Defectors have flooded to the South in recent years, with a record 1,894 arriving in 2004. South Korea’s Unification Ministry, in charge of North Korean issues, said it supports education for 1,659 defector students aged from 6 to 24 — some 28 percent of all defectors now living in South Korea.
High drop-out rates
Statistics on the problem of how many defectors drop out of school are hard to find, but one civic group surveyed three top universities and found nearly 50 percent of defector students dropped out or were expelled. The group tried to get a more complete survey but a dozen other universities declined to respond to their questions.
“The government has no will to take care of these kids,” said Ma Sok-hun, head of the group Hanul Samter. The dropout rate “is such an embarrassing result.”
The Unification Ministry said it keeps statistics on dropouts but declined to release them, claiming they weren’t completely accurate.
All defectors young and old arriving in South Korea go through a three-month program at a high-security center that aims to give them basic knowledge for living in a capitalist society. Still, children heading back to regular school — sometimes after years off while living in hiding as refugees in China before making it to the South — find they simply can’t keep up.
“At first other children are nice to them but then they bully them in the end,” said Woo Kee-sup, president of Yeomyung School. “Most (defector) students can’t survive at a normal school.”
Realizing the problem, the Unification Ministry said it is planning to set up a transitional school for children next year.
But for now, the organizers of the Yeomyung School say they’re filling a need that the government has been reluctant to acknowledge, providing a lifeline for children defectors since opening in September 2004.
Modern society overwhelming
The North Korean youths have had to cope with famine and economic crisis, and know how to get by with only the basic necessities for life. But Cho Myung-sook, vice president of the Yeomyung School, noted that South Korea’s modern society is simply too complicated for many — with its always-wired technology culture and breakneck development.
“Even youth who have had higher education in North Korea can’t adapt themselves to South Korea,” she said.

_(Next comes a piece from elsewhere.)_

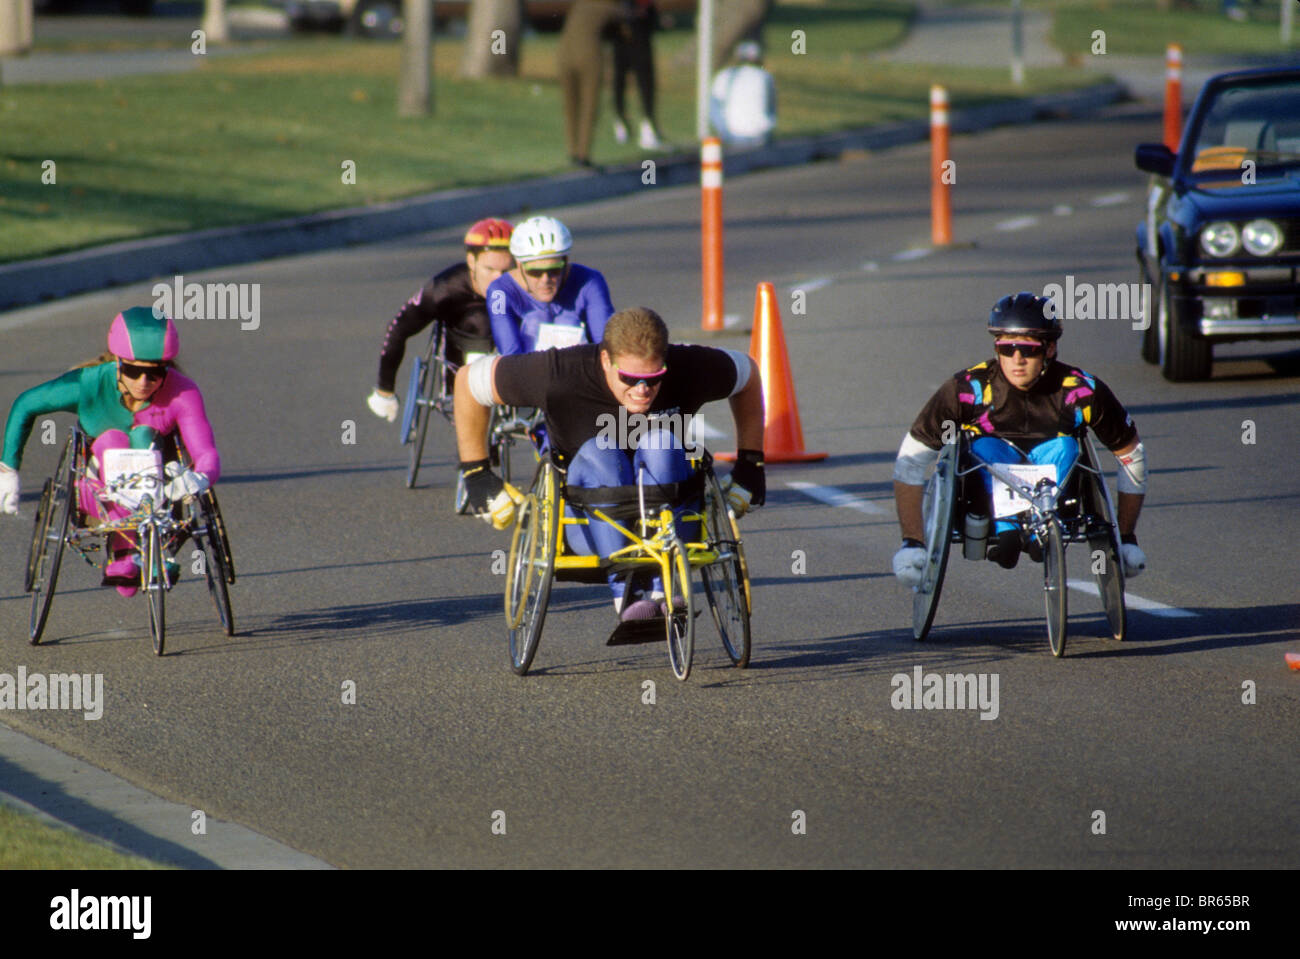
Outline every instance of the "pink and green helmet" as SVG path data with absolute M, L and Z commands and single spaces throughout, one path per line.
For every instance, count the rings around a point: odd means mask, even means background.
M 162 363 L 176 358 L 181 338 L 169 316 L 155 316 L 152 307 L 133 306 L 113 317 L 108 351 L 123 360 Z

Woo said only about 100 students attend special schools like Yeomyung — which administrators said was the largest of four such full-time facilities in South Korea with capacity for 30 youths, who range in age from 17 to 25. Located on a bustling street in a southern Seoul neighborhood, the school takes up two floors of a commercial building with three classrooms, a dining hall and computer center.
Students attend Yeomyung for up to three years, and the school boasts that all seven of its graduates last year were accepted to universities.